Die Kommandanten beschlossen, die Balearen anzusteuern. Bei knapper Munition und noch geringeren Mengen an Treibstoff schien das die beste Möglichkeit, die Verwundeten in einen sicheren Hafen zu bringen. Vier weitere Torpedoboote schafften es nach Menorca, wo die Mannschaften interniert wurden. Der "Orsa" ging auf See der Diesel aus, sie wurde von spanischen Kriegsschiffen nach Palma geschleppt und bis Kriegsende an die Kette gelegt.

"Pegaso" und "Impetuoso" schafften es bis Pollença. 24 Stunden Aufenthalt gewährte ihnen Spanien getreu den Vereinbarungen für fremde Kriegsschiffe. Den italienischen Kapitänen war bewusst: Auf hoher See wären ihre Schiffe leichte Beute für Deutsche wie Alliierte. Aus diesem Grund ließen sie die Verletzten und die eigene Besatzung an Land bringen. Mit nur jeweils 17 Mann stachen die beiden Zerstörer zu ihrer letzten Fahrt in See ...

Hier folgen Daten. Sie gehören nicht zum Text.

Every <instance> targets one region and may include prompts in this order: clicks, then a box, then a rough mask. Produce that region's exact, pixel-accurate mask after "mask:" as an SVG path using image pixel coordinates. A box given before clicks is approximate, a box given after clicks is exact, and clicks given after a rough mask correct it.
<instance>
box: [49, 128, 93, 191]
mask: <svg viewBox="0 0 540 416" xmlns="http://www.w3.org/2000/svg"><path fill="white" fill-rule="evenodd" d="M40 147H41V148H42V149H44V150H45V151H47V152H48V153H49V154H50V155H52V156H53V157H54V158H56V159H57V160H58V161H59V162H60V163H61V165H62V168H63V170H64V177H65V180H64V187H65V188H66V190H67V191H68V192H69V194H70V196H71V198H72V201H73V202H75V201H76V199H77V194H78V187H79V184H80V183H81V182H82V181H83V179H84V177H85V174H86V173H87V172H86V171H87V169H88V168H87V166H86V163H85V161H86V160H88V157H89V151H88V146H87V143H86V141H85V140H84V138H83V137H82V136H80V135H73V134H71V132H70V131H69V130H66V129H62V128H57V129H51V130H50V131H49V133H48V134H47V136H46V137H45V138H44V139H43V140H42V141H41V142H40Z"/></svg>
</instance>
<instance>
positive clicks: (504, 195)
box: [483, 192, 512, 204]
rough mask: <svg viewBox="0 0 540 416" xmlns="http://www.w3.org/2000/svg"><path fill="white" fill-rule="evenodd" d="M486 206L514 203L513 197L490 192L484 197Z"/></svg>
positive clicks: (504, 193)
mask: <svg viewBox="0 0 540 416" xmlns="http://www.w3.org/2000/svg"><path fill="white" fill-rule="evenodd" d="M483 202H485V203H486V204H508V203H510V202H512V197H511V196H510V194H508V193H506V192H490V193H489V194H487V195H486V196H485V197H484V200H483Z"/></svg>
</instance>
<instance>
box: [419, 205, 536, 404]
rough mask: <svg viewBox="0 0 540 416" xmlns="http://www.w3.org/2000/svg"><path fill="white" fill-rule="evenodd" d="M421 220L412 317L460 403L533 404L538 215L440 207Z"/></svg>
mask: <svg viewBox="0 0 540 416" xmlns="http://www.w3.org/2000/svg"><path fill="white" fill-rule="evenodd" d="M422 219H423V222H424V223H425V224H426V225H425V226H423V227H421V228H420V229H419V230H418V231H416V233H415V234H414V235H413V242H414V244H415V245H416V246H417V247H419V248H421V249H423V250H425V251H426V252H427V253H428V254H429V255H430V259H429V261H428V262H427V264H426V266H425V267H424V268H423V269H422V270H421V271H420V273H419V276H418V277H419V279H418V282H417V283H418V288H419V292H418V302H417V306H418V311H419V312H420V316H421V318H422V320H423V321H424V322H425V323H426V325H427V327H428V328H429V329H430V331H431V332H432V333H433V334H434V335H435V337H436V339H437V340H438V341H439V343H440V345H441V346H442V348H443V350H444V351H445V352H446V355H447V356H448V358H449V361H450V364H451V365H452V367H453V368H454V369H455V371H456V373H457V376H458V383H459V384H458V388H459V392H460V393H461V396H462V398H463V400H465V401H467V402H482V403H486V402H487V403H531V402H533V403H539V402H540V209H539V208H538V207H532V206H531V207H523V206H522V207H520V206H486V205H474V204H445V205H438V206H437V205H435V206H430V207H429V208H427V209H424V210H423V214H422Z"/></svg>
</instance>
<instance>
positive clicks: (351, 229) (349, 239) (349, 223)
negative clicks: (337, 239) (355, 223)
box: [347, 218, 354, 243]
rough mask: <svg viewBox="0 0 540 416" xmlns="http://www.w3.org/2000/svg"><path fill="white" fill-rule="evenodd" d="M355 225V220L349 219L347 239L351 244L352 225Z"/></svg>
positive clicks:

Als die Schiffe im Dunkel der Nacht im Wasser versanken, gingen die letzten Mitglieder von Bord. Sie wurden am nächsten Morgen schwimmend im Meer entdeckt und von Fischern an Land gebracht.

Die Grabruhe von "Pegaso" und "Impetuoso" wurde in den 70 Jahren nur einmal gestört: 2005 machte sich ein mallorquinisches Taucherteam auf die Suche nach den Wracks. Schließlich wurden Maria March, Óscar Espinasa und Álvaro Villalonga fündig. Über ihre Entdeckung drehte Rubén Casas einen spannenden Dokumentarfilm. Zeitzeugen kamen darin zu Wort, Italiener, die knapp ein Jahr in Sóller, Andratx oder Alcúdia interniert gewesen waren. Im Sommer 1944 konnten sie in ihre Heimat zurückkehren. Für sie war der Krieg vorbei.